ゴールスプリントでミラノ~サンレモを制したアルノー・デマール(フランス、エフデジ) Photo: Yuzuru SUNADAゴールスプリントでミラノ~サンレモを制したアルノー・デマール(フランス、エフデジ) Photo: Yuzuru SUNADA

土砂崩落でコース変更 距離が延長

 第107回目を迎えたミラノ~サンレモ。毎年サイクルロードレースシーズンに春の到来を告げ、現地では「ラ・プリマヴェーラ(春)」と呼ばれ愛されている。近年は悪天候に見舞われることが多く、それがレースに大きな波乱を生んでいたが、今回は晴天の下でレースがスタート。14km地点で形成された11人の逃げグループが最大10分45秒のリードを得て、レースをリードした。

高速道路から出てくる選手たち Photo: Yuzuru SUNADA高速道路から出てくる選手たち Photo: Yuzuru SUNADA

 そんな中、フィニッシュまで約130kmを残すアレンツァーノの丘で土砂崩落が発生。土や岩が道路をふさぐ格好となり、選手たちの通過が不可能な状況に。オーガナイザー(主催者)は急遽、付近を走る高速道路への迂回を決定。これにより、当初予定されていた291kmから295kmにレース距離が伸びることとなった。
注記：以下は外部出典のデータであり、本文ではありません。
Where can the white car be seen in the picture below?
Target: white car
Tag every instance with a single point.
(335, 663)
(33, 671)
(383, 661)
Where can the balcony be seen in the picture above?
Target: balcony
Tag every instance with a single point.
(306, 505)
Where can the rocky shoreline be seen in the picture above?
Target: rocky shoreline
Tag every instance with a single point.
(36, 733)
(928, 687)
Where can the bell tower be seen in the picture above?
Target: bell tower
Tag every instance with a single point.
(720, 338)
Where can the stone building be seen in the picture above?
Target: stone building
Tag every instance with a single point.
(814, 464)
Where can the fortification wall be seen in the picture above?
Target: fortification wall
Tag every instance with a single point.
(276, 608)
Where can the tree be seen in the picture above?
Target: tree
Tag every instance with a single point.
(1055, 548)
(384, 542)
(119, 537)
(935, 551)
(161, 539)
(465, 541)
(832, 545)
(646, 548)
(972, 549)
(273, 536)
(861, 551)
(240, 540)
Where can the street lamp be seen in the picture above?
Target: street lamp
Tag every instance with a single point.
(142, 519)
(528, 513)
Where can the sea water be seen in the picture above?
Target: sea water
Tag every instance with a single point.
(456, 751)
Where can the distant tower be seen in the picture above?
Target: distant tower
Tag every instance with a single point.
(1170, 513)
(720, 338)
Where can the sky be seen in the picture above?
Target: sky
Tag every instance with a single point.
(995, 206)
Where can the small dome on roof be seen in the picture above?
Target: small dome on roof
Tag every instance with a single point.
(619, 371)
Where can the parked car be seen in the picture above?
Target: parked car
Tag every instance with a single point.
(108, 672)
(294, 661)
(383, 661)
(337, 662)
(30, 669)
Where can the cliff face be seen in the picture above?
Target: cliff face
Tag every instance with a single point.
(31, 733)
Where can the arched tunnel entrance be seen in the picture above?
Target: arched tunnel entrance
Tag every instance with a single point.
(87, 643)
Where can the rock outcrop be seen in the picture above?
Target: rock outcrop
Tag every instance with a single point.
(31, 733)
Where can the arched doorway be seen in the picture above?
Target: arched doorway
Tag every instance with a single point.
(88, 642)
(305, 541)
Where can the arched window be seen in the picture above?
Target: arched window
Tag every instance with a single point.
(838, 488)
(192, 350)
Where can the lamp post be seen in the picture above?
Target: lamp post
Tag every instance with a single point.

 とはいえ、ひときわレース距離が長い“ミラノ~サンレモらしさ”は変わらない。おなじみの勝負どころであるラスト30kmを切ってからの「チプレッサ」(登坂距離5.6km、平均勾配4.1%、最大勾配9%)、ラスト10kmを切ってからの「ポッジオ」(登坂距離3.7km、平均勾配3.7%、最大勾配8%)が勝敗を左右するポイントだ。

優勝候補が巻き込まれる落車

 しばらく7~8分差でコントロールしていたメーン集団は、フィニッシュまで残り100kmを切ると、逃げとの差を少しずつ縮め始めた。レーススピードが上がったことも関係してか、残り50kmを前にしたあたりから集団内で落車が次々と起きはじめる。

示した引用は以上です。